Objectives:Students will survey and analyze waste in the school cafeteria.
(Optional: Students will propose plans to reduce cafeteria waste.)
Materials:Trash Data Table
Helpful Links:Polystyrene Packaging Council
Reducing Cafeteria WasteBackground: School cafeterias used to provide reusable dishes and flatware. Of course, they had to be washed after each use. This method of food service has its costs. First, the school must have the space to store and funds to buy the dishes, flatware, and dishwashing equipment. Second, it must pay for the labor involved in washing and storing the dishes. Third, there's the cost of water, chemicals, and energy expended to clean and dry the items.
Many schools now use disposable items due to cost and sanitary considerations. Unseen costs include increased landfilling, use of nonrenewable resources, and the labor involved in collecting and transporting the trash and recyclables, not to mention the air pollution emitted by transport vehicles.
There's obviously a great deal of waste in school cafeterias.
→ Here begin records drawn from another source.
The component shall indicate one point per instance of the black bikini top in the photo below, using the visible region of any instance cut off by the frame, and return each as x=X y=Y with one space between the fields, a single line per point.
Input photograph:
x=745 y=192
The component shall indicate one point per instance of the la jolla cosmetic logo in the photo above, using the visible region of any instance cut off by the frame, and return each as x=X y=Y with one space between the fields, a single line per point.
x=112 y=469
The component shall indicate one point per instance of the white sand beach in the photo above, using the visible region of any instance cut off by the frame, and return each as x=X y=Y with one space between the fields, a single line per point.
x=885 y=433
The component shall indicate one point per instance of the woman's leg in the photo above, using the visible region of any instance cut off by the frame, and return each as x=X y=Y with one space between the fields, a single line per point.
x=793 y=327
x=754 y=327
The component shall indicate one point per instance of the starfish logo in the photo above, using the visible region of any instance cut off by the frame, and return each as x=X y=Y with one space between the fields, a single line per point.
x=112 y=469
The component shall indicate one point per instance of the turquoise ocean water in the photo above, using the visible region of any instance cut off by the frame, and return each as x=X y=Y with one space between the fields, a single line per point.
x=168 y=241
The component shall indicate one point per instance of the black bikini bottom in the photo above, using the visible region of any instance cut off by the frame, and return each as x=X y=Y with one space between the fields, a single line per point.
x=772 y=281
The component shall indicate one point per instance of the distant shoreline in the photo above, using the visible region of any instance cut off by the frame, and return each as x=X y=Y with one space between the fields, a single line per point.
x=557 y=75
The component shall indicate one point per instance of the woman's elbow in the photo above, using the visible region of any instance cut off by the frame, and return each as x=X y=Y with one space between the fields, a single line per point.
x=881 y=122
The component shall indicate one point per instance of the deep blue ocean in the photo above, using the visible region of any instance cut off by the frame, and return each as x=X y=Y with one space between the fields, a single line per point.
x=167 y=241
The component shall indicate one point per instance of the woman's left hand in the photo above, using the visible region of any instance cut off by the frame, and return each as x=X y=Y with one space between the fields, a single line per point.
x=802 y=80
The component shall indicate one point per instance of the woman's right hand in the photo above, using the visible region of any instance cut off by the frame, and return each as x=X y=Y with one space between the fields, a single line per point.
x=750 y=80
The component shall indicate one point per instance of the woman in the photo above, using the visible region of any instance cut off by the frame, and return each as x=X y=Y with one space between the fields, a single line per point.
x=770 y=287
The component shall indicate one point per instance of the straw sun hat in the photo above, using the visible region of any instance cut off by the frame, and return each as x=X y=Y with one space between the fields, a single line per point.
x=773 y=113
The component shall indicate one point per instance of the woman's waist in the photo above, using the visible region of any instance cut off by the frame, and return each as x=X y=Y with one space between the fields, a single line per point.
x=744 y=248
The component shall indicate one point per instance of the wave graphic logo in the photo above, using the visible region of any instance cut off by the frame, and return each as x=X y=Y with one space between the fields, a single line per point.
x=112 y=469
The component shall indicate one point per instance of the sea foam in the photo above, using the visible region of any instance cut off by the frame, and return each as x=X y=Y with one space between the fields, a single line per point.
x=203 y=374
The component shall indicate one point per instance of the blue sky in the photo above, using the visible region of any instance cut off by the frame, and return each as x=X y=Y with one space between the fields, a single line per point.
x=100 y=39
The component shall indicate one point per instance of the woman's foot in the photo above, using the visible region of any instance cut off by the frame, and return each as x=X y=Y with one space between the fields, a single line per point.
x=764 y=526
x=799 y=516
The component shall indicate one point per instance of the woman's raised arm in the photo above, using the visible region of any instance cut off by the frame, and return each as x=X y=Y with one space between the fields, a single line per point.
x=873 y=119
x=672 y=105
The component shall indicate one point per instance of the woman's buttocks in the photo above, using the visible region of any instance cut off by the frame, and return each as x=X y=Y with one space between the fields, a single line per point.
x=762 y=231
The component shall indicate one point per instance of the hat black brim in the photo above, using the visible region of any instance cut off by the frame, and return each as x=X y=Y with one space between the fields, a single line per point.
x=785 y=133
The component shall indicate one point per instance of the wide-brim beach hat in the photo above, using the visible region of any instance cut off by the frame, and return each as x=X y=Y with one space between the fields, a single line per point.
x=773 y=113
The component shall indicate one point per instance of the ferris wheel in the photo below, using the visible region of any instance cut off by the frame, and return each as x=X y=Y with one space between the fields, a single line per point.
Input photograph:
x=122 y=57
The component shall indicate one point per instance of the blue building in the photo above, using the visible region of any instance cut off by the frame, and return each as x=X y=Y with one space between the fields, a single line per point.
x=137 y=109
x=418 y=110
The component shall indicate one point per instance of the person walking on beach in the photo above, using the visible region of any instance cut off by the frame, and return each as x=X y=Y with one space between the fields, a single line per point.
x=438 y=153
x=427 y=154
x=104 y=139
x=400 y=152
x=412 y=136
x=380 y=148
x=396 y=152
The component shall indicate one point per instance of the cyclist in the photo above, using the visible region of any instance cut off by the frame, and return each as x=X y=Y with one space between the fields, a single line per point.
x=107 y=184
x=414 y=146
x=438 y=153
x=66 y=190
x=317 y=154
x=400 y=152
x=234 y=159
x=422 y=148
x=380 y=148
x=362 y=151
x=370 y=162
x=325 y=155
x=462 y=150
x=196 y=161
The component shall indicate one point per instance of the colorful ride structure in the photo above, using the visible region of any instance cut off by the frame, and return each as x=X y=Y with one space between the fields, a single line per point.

The question is reusable or disposable. What's the answer? Challenge the class to find ways to reduce the trash.
QuestionsDo most students bring lunch or buy lunch, and is there any difference in waste generated by either?
What type of food is wasted the most, the least?
Is it less expensive to buy larger amounts of food or snacks and pack them in reusable containers, or to buy individual servings in disposable packages?